Penolakan terhadap Rancangan Undang-Undang (RUU) Penyiaran semakin menguat di berbagai daerah di Indonesia. Aksi penolakan ini, di antaranya datang dari para jurnalis di tingkat daerah seperti Jember, Lumajang, dan Malang.
Penolakan terhadap RUU Penyiaran ini terutama terkait dengan pasal yang mereka anggap dapat mengancam kebebasan pers.
Di Malang Raya, jurnalis dari Kota Malang, Kabupaten Malang, dan Kota Batu mengadakan aksi damai. Mereka berkumpul di depan Kantor Dewan Perwakilan Rakyat Daerah (DPRD) Kota Malang, Jumat (17/5/2024).
Baca juga: DPR RI Pastikan Revisi UU Penyiaran Tak Bungkam Kebebasan Pers
Benni Indo, Ketua Aliansi Jurnalis Independen (AJI) Malang Raya, menyatakan bahwa larangan terhadap penayangan eksklusif konten investigasi yang tercantum dalam RUU tersebut merupakan ancaman serius terhadap kebebasan pers.
“Investigasi adalah inti dari jurnalisme. Melarang penayangan eksklusif konten investigasi sama saja dengan membatasi kebebasan pers,” tegas Benni.
Penolakan serupa juga terjadi di Jember. Jurnalis di Jember bahkan melakukan aksi simbolis dengan berjalan mundur dan meletakkan kartu pers yang dikelilingi lilin sebagai bentuk protes.
Sementara itu, di Lumajang, puluhan wartawan melakukan aksi dengan menutup mulut menggunakan lakban di alun-alun Kabupaten Lumajang.
Ketua PWI Lumajang, Mujibul Choir, mengungkapkan bahwa larangan penayangan jurnalisme investigasi bertentangan dengan pasal 4 ayat (2) UU Pers yang melarang penyensoran dan pembredelan.

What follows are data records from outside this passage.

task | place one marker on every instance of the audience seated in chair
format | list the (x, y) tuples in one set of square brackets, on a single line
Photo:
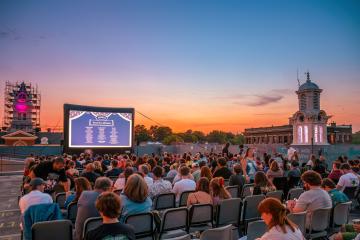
[(159, 185), (313, 198), (202, 194), (279, 226), (262, 185), (114, 171), (218, 191), (81, 184), (86, 204), (348, 179), (108, 205), (36, 196), (336, 195), (135, 198), (237, 179), (222, 170), (186, 182), (121, 181)]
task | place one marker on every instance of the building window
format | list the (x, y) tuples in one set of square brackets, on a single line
[(306, 134), (300, 134), (302, 102), (316, 101), (321, 132), (316, 132)]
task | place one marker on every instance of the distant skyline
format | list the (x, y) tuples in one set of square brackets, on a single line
[(201, 65)]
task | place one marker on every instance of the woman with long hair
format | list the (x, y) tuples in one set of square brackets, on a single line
[(206, 172), (279, 226), (135, 197), (202, 194), (248, 164), (218, 191), (262, 184), (81, 184), (123, 177), (274, 171)]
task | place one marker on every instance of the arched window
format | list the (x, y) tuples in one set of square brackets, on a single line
[(306, 134), (303, 102), (300, 134), (316, 101), (321, 132)]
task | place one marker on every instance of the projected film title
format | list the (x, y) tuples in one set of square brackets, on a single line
[(99, 129)]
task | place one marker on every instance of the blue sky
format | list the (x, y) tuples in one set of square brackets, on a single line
[(179, 61)]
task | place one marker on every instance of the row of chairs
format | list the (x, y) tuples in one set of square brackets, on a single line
[(167, 200), (247, 190), (62, 230), (181, 221)]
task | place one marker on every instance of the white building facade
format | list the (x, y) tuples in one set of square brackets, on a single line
[(310, 122)]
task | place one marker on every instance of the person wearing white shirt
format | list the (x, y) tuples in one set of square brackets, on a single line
[(348, 179), (185, 183), (36, 196), (313, 198), (144, 170), (279, 226)]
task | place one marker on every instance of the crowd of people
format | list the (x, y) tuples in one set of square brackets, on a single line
[(90, 181)]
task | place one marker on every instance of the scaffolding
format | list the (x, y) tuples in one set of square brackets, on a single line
[(31, 121)]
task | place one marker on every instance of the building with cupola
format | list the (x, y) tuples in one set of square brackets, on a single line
[(307, 126)]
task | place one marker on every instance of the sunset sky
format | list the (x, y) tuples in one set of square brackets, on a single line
[(198, 65)]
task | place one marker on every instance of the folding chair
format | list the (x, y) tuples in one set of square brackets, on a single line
[(250, 211), (143, 224), (183, 198), (228, 212), (319, 223), (256, 229), (233, 190), (223, 233), (72, 211), (170, 179), (276, 194), (60, 199), (174, 223), (300, 220), (164, 201), (114, 178), (340, 215), (200, 217), (350, 192), (54, 230), (280, 183), (39, 213), (293, 182), (294, 193), (90, 224), (118, 191), (185, 237), (247, 190)]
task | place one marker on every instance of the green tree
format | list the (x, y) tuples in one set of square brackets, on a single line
[(142, 134), (200, 136), (171, 139), (356, 138), (217, 136), (160, 133), (237, 139), (188, 136)]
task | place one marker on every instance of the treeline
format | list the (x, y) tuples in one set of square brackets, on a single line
[(356, 138), (167, 136)]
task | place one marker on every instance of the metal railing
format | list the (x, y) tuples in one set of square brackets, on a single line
[(11, 162)]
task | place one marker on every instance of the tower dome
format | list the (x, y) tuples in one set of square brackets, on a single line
[(308, 85)]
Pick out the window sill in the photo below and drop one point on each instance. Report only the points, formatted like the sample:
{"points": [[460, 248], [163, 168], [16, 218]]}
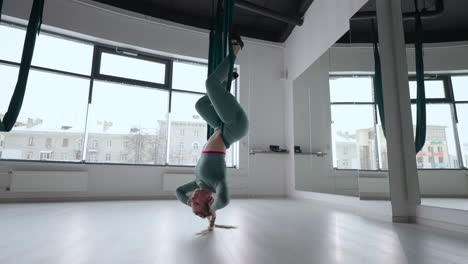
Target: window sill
{"points": [[386, 171], [100, 163]]}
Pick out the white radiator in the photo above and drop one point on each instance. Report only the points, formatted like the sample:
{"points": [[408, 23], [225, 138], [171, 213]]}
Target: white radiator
{"points": [[171, 181], [49, 181]]}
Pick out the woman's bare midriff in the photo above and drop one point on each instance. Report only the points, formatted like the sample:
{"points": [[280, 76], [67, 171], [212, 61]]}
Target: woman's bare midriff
{"points": [[215, 143]]}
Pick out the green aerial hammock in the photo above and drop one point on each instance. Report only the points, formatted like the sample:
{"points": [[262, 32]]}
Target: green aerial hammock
{"points": [[378, 86], [34, 25], [421, 95], [420, 137], [221, 25]]}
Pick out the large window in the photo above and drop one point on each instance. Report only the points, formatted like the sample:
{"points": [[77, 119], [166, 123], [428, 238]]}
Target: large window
{"points": [[87, 103], [358, 140]]}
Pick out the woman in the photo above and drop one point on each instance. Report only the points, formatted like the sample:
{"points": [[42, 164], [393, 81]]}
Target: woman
{"points": [[221, 111]]}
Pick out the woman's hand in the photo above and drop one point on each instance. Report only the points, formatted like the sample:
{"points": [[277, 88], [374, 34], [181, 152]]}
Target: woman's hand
{"points": [[212, 220]]}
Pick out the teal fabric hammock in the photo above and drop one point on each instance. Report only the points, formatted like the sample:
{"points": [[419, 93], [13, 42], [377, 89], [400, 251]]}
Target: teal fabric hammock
{"points": [[420, 137], [378, 86], [34, 25], [221, 25]]}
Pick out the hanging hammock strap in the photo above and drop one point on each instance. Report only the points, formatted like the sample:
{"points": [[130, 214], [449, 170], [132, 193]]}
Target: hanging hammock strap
{"points": [[219, 41], [1, 9], [420, 137], [34, 25], [378, 85]]}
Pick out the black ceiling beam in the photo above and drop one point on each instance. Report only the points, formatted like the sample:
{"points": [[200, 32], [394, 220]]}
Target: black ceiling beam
{"points": [[268, 13], [406, 16]]}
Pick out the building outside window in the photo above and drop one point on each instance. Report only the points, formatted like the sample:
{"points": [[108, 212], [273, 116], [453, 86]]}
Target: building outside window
{"points": [[145, 128], [45, 155]]}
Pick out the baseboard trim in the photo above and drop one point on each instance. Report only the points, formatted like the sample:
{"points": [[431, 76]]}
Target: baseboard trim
{"points": [[120, 198], [445, 196], [403, 219]]}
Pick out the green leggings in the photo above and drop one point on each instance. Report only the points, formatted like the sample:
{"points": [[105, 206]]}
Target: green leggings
{"points": [[220, 108]]}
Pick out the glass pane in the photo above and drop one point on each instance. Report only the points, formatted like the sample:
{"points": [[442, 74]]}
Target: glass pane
{"points": [[189, 77], [12, 43], [433, 88], [439, 151], [462, 111], [123, 130], [383, 157], [351, 89], [132, 68], [460, 88], [353, 136], [187, 130], [52, 120], [61, 54]]}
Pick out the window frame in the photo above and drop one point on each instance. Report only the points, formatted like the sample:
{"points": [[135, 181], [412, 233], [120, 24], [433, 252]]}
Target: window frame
{"points": [[449, 99], [95, 75]]}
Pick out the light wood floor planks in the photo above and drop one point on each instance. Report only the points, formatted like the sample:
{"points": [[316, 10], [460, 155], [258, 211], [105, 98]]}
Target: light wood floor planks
{"points": [[270, 231]]}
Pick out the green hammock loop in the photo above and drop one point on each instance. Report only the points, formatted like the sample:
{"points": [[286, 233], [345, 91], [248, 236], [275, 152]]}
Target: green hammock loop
{"points": [[34, 25], [378, 87], [420, 137], [219, 41]]}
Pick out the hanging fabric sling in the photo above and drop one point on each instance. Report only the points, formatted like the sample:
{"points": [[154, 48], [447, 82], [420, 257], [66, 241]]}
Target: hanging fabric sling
{"points": [[420, 137], [378, 86], [221, 24], [34, 25]]}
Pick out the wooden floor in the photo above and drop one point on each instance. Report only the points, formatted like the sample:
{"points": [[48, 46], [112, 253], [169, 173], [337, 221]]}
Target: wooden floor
{"points": [[451, 203], [270, 231]]}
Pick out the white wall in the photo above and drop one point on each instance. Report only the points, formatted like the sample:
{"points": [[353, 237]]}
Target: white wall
{"points": [[324, 23], [439, 58], [261, 95]]}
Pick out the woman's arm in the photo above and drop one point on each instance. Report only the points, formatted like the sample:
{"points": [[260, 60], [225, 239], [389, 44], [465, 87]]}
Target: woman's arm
{"points": [[182, 191], [222, 197]]}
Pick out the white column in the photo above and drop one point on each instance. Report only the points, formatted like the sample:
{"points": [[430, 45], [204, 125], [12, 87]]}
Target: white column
{"points": [[403, 176]]}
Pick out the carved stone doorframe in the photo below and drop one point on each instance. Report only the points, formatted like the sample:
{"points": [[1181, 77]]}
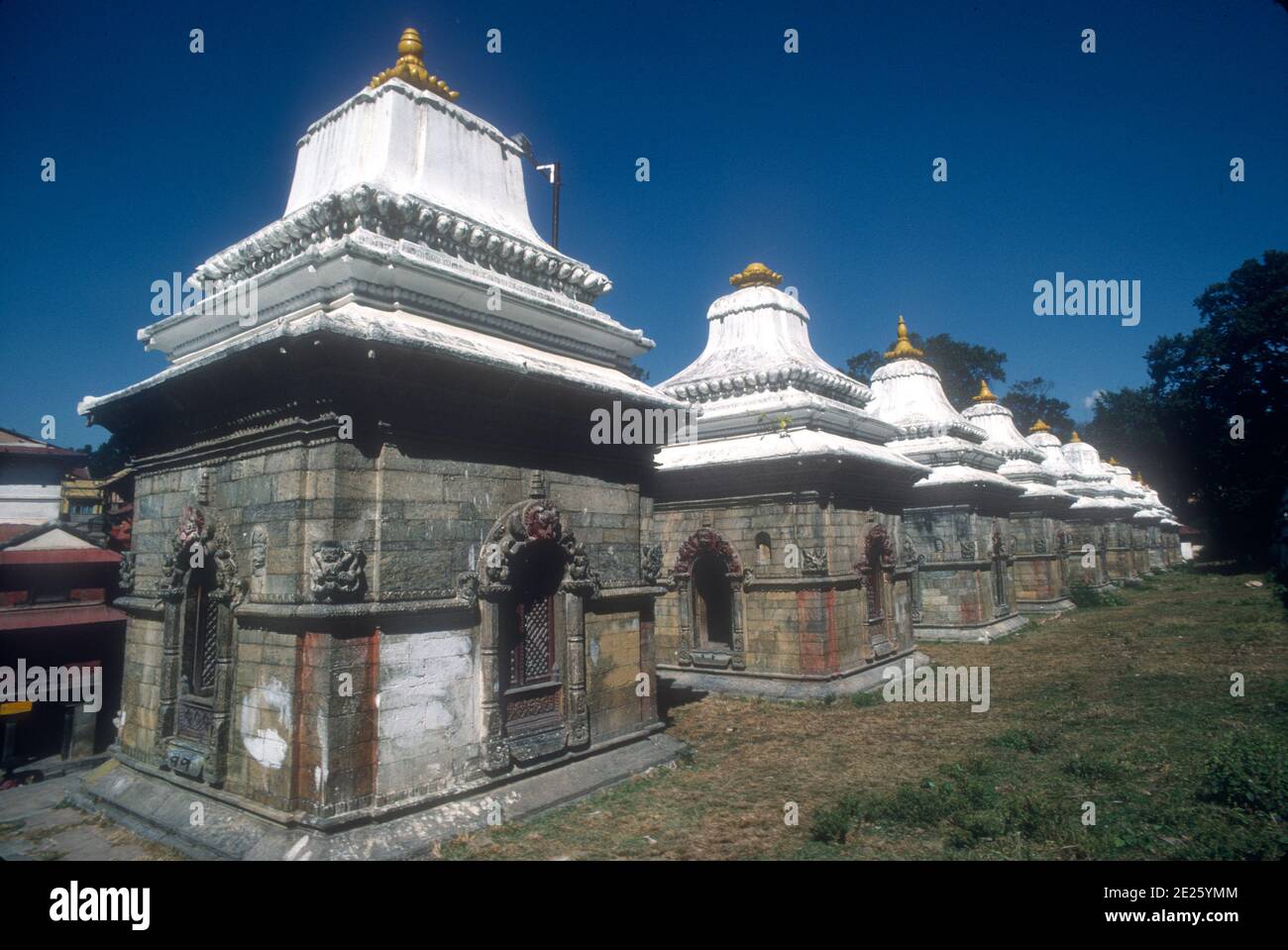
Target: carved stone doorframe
{"points": [[691, 653], [876, 571], [192, 738], [532, 521]]}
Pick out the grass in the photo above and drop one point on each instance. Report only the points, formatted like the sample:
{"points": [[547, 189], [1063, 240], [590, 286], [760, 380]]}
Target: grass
{"points": [[1124, 709]]}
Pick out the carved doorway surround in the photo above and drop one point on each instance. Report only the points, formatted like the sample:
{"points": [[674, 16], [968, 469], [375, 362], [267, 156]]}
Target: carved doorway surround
{"points": [[1001, 594], [200, 591], [876, 570], [709, 580], [533, 583]]}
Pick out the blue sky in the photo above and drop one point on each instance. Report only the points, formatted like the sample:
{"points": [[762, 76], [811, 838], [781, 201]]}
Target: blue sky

Penolakan Terhadap RUU Penyiaran dari Dewan Pers
Di tingkat nasional, Dewan Pers dan berbagai komunitas pers juga menyuarakan penolakan mereka terhadap RUU Penyiaran.
Ketua Dewan Pers, Ninik Rahayu, menekankan bahwa revisi ini dapat menghilangkan independensi pers dan tidak profesional.
Menurutnya, proses penyusunan RUU ini tidak melibatkan Dewan Pers sejak awal, sehingga partisipasi pemangku kepentingan tidak maksimal.
Ketua Umum Asosiasi Media Siber Indonesia (AMSI), Wahyu Dyatmika, juga menegaskan bahwa jika DPR tetap memaksakan RUU tersebut, maka mereka akan berhadapan dengan masyarakat pers.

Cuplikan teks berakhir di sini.